Discussion Question 9 (5 Points): What IPC do you get for each benchmark? How much improvement is this over the original six-stage pipeline?

Discussion Question 10 (Optional): How long did it take you to complete this lab?

Remember to push your code with git push when you're done.

Bonus improvements: SixStageBonus.bsv

This section looks at two ways to speed up indirect jumps to addresses stored in registers (JALR).

Exercise 5 (10 Bonus Points): JALR instructions have known target addresses in the register fetch stage. Add a redirection path for JALR instructions in the register fetch stage and put the results in SixStageBonus.bsv. The bpred_ras.riscv.vmh test should give slightly better results with this improvement.

Most JALR instructions found in programs are used as returns from function calls. This means the target address for such a return was written into the return address register x1 (also called ra) by a previous JAL or JALR instruction that initiates the function call.

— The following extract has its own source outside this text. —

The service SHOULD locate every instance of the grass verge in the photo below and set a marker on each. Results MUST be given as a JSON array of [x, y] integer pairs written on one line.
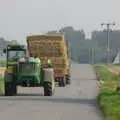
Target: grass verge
[[109, 98], [1, 85]]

To make better prediction of JALR instructions, we can introduce the return address stack (RAS) to our processor. According to RISC-V ISA, a JALR instruction with rd=x0 and rs1=x1 is commonly used as the return instruction from a function call. Besides, a JAL or JALR instruction with rd=x1 is commonly used as the jump to initiate a function call. Therefore, we should push the RAS for JAL/JALR instruction with rd=x1, and pop the RAS for JALR instruction with rd=x0 and rs1=x1.

Exercise 6 (10 Bonus Points): Implement a return address stack and integrate it into the Decode stage of your processor (SixStageBonus.bsv). An 8 element stack should be enough. If the stack fills up, you could simply discard the oldest data. The bpred_ras.riscv.vmh test should give an even better result with this improvement. If you implemented the RAS in a separate BSV file, make sure to add it to the git repository for grading.